Certaines découvertes françaises se distinguent à l’international par leur impact sur la prévention et le soin :

  1. La recherche sur le baclofène : Adaptée des neurosciences, l’exploration du médicament baclofène dans l’addiction à l’alcool découle en partie des travaux de l’équipe du professeur Jean-Pol Tassin sur les neurotransmetteurs. Son usage, s’il reste débattu, illustre l’apport du dialogue entre recherche fondamentale et clinique en France (INSERM).
  2. Projet IMAGEN : Cofinancé par l’Inserm et des partenaires européens, cette grande cohorte suit plus de 2000 adolescents européens avec des imageries cérébrales et des questionnaires comportementaux depuis 2007. Elle a permis d’affirmer que l’usage précoce du cannabis avant 15 ans était associé à une modification de la structure des circuits de contrôle du cortex préfrontal.
  3. NeuroMarqueurs : À l’Université de Caen Normandie, l’équipe de B. Dubois mène des recherches sur les biomarqueurs prédictifs du risque de développer un trouble addictif chez les adolescents (appareil de suivi du développement cérébral). Ces données contribuent à ajuster en continu les stratégies de prévention ciblées.

Limiter les risques : la prévention individualisée rendue possible par les neurosciences

La prévention ne peut plus être basée sur des messages universels.
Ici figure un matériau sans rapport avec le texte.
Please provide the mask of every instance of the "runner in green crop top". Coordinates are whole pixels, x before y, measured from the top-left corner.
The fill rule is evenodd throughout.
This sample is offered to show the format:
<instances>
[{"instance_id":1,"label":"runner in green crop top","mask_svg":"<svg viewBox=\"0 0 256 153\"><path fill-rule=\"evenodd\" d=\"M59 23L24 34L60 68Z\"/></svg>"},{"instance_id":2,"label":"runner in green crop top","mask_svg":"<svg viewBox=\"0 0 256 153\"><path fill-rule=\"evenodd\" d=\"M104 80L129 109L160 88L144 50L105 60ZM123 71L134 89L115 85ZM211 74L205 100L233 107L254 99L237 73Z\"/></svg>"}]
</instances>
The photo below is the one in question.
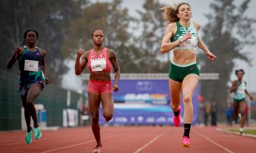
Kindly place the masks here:
<instances>
[{"instance_id":1,"label":"runner in green crop top","mask_svg":"<svg viewBox=\"0 0 256 153\"><path fill-rule=\"evenodd\" d=\"M188 147L190 146L189 132L193 118L192 97L199 79L196 58L197 46L205 53L209 61L212 61L216 57L198 35L200 25L190 21L192 12L188 4L164 6L160 10L163 11L162 14L167 24L160 51L165 54L174 50L168 79L173 124L176 126L181 124L182 98L184 107L182 146Z\"/></svg>"},{"instance_id":2,"label":"runner in green crop top","mask_svg":"<svg viewBox=\"0 0 256 153\"><path fill-rule=\"evenodd\" d=\"M188 49L196 50L197 49L198 37L197 32L194 26L193 22L190 22L189 27L185 28L181 26L179 22L176 22L177 30L174 35L170 39L170 42L180 40L182 37L189 32L191 33L191 38L186 41L182 42L179 45L175 47L173 50L176 50L181 49Z\"/></svg>"}]
</instances>

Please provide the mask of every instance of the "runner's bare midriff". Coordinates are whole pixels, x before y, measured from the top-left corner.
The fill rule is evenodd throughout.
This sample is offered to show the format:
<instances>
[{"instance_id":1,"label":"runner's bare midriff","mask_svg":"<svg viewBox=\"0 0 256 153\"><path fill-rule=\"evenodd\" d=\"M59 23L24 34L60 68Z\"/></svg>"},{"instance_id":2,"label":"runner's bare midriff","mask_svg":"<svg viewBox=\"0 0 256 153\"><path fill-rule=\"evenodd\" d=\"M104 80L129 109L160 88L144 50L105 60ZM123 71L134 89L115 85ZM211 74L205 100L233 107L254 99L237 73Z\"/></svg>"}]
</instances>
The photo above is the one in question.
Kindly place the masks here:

Grâce à la neuroscience, la France développe des stratégies de plus en plus personnalisées :

  • Repérage des facteurs de vulnérabilité personnelle et familiale : Par le biais de questionnaires, travaux sur la génétique comportementale (CHU Montpellier) et études d’imagerie, il est possible de mieux cibler les enfants/adolescents à accompagner de manière renforcée.
  • Prise en compte du stress et des émotions : Les équipes de recherche de l’INSERM Bordeaux (Pr. Pier Vincenzo Piazza) ont démontré l’impact du stress et des émotions négatives sur la baisse des capacités de régulation du cerveau. Cela a motivé l’intégration de modules de gestion des émotions dans les programmes scolaires de prévention.
  • Accompagnement sur le long terme : La neuroscience rappelle qu’il faut du temps pour restaurer certains circuits neuronaux. Cela encourage des dispositifs d’accompagnement sur la durée pour les personnes en situation d’addiction et pour la prévention des rechutes.

Des collaborations actives entre chercheurs, soignants et éducateurs

L’un des points forts observés en France est la synergie créée par les travaux transdisciplinaires. Les neuroscientifiques travaillent en étroite collaboration avec le terrain :

  • Groupes de réflexion Recherche-Action : Certaines ARS et Rectorats proposent des séminaires « neurosciences et addictions », ouvrant la formation continue à des outils validés par la recherche.
  • Guides de bonnes pratiques : L’ANPAA (Association Nationale de Prévention en Alcoologie et Addictologie) mobilise des experts neuroscientifiques pour rédiger des guides à destination des professionnels de la prévention.
  • Implication des personnes concernées : Les avancées en neurosciences invitent à donner une vraie voix à l’expérience des personnes anciennement dépendantes, pour penser ensemble les mesures les plus pertinentes.

Pour une prévention à la hauteur des enjeux de demain

La place croissante des neurosciences dans la compréhension et la prévention des addictions a permis de transformer en profondeur le paysage français. En associant savoir-faire scientifique, collaboration de terrain et respect de la personne, la prévention gagne en efficacité et en humanité. Les prochaines années, avec l'avènement de la médecine prédictive, du numérique thérapeutique et de la personnalisation extrême, vont sans doute encore renforcer ce tournant engagé en France. Un défi qui invite à continuer de soutenir la recherche, l’innovation pédagogique, et le dialogue, pour mieux accompagner la diversité des parcours et prévenir au plus près du réel.